Если хочешь работать с таким осведомителем, как Нойман, нужно добиться, чтобы он тебе доверял, а также запастись терпением. Его доверием я заручился, хотя это было нелегко, поскольку Нойман по природе своей очень подозрителен. Правда, надо отметить, что он частенько испытывал мое терпение. Как правило, я достаточно терпелив, но только не в случае с Нойманом. И все-таки он самый лучший мои осведомитель. Его информация, как правило, точна, и я готов все отдать, чтобы держать при себе такого помощника. С другой стороны, из этого вовсе не следует, что Нойману можно доверять безоговорочно – ведь он, как и любой другой информатор, за деньги мать родную продаст. Такая уж это работа: ты склоняешь человека к доверию – а достается оно с трудом, – и в то же время рассчитывать на это доверие полностью тебе не приходится. Это было бы так же глупо, как всерьез рассчитывать на выигрыш в тотализаторе на ипподроме Хоппегартен.

Я начал поиски с «Х-бара», подпольного джаз-клуба, в котором исполняют американские шлягеры, сыграв для отвода глаз в начале и в конце несколько тактов какой-нибудь непритязательной немецкой песенки, которая у арийцев считается подходящей для немецких граждан. Делается это умело, и ни один нацист не придерется и не заявит, что в баре звучит так называемая «низкопробная» музыка.

Несмотря на то что Нойман иногда ведет себя очень странно, он самый неприметный человек, которого я когда-либо встречал. В его внешности нет ничего, что бы обращало на себя внимание – для осведомителя свойство необходимое. Чтобы взять его на заметку, нужно в него вглядеться, беда в том, что в «Х-баре», как ни вглядывайся, не было и следа Ноймана. Я не обнаружил его ни в «Аллаверды», ни в баре «Рукер», расположенном на самой окраине района, в котором преобладали заведения с красным фонарем над входом.

Еще не совсем стемнело, однако продавцы наркотиков уже вылезли из своих щелей. За продажу кокаина концлагерь обеспечен, но у меня было слишком мало денег, чтобы поймать какого-нибудь торговца, да и по собственному опыту я знал, что сделать это не так-то просто: никто из них не носит при себе наркотики, они их прячут где-нибудь неподалеку – в темной аллее, в дверном проеме. Одни из них выдавали себя за инвалидов войны, торгующих сигаретами, а другие действительно были инвалидами и продавали сигареты, надев на руку повязку с тремя черными кружками, как это было принято во времена Веймарской республики.
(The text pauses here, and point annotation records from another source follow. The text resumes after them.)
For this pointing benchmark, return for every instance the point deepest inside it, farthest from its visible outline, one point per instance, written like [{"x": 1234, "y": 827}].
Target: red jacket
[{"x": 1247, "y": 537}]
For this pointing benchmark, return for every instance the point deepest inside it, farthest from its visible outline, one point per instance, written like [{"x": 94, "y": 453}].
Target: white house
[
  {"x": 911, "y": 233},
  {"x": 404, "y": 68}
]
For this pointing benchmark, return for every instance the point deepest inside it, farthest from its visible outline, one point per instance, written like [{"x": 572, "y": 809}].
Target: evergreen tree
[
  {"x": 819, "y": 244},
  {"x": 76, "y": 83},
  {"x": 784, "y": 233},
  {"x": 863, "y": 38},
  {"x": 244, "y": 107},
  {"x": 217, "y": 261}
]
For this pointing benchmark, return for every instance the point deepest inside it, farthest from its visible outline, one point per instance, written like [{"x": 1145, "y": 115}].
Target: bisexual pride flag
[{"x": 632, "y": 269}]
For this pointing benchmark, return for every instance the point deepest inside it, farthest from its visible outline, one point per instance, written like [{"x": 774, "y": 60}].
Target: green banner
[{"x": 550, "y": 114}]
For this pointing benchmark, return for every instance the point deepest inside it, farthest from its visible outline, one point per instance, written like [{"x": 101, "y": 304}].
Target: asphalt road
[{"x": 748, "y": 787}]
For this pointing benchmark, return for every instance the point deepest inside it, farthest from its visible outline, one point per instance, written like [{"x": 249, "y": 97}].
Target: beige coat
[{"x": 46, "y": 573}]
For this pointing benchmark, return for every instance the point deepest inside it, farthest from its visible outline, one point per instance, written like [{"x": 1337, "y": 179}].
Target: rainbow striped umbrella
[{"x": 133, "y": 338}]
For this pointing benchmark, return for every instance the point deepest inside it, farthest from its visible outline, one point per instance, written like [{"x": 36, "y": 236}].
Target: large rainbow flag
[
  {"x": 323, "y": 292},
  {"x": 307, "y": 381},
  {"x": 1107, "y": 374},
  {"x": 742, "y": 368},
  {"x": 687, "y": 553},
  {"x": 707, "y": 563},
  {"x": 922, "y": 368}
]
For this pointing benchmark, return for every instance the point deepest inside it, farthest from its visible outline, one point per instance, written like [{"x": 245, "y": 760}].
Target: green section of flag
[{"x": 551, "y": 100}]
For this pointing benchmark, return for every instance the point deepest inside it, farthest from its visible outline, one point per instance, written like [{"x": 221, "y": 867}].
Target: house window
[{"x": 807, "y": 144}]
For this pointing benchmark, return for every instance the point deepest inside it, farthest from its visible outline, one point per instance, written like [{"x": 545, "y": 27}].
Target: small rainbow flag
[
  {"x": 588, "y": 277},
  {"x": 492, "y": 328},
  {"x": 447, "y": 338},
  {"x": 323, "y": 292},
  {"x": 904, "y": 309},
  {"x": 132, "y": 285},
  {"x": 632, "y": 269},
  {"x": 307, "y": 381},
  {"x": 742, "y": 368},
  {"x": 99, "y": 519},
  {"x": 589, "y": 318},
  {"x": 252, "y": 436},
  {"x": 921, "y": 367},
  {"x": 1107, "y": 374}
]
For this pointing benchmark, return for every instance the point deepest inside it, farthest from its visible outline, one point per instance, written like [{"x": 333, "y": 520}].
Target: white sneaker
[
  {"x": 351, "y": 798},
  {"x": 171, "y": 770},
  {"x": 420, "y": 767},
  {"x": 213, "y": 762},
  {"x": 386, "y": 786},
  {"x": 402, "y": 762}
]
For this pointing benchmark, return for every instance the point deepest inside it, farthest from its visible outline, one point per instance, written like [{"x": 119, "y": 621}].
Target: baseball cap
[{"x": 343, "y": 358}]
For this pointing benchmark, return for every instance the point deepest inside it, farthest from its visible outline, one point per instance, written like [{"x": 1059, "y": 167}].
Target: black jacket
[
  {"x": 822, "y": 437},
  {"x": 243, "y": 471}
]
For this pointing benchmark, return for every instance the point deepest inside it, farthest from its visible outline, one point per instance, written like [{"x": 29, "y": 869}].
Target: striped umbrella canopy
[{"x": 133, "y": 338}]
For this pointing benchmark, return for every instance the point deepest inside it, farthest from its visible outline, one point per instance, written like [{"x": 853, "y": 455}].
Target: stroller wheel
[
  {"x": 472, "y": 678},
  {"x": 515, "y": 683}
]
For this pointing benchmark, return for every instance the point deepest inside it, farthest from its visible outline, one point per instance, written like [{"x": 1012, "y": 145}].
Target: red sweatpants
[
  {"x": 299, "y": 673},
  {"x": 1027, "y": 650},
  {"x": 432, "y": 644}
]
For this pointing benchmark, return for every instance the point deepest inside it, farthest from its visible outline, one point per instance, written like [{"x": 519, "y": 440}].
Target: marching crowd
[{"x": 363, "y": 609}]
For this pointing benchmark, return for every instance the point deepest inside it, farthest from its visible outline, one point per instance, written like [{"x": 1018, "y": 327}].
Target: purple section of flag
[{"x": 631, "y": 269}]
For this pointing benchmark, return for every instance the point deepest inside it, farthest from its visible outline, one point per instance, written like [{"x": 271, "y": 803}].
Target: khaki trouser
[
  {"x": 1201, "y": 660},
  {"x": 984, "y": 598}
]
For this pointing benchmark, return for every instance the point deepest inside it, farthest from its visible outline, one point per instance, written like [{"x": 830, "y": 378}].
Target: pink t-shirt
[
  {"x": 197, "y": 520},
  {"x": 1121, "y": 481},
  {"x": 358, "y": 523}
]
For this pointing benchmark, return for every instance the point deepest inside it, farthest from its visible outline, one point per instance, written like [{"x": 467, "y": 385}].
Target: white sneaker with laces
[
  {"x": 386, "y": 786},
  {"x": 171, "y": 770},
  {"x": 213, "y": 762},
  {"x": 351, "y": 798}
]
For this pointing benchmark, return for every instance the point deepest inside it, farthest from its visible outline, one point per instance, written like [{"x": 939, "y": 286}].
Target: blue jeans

Однако эта повязка не давала никаких прав, потому что только Армия спасения имела официальное разрешение на торговлю на улице, но законы против бродяжничества строго соблюдались лишь в самых респектабельных районах Берлина, там, где бывали туристы.

– Сигары и сигареты, – прошипел кто-то у меня за спиной. Люди, знакомые с этим условным «кок-сигналом», только фыркают, так как часто под видом наркотиков вам могут всучить аспирин или обыкновенную поваренную соль.

В баре «Фомина» на Нюрнбергерштрассе всегда легко было снять девочек, если вас не смущали их габариты и то, что их услуги стоили тридцать марок. Для особо стеснительных в баре. «Фемина» на столах стояли телефоны, так что это было самое подходящее место для Ноймана, если у него, конечно, водились в кармане деньжата: он мог заказать бутылку шампанского и пригласить девицу, не поднимаясь из-за стола. Здесь можно было даже по пневматической почте послать подарок девице, сидевшей в другом конце бара, так что у посетителей должно было быть хорошее зрение и, разумеется, деньги.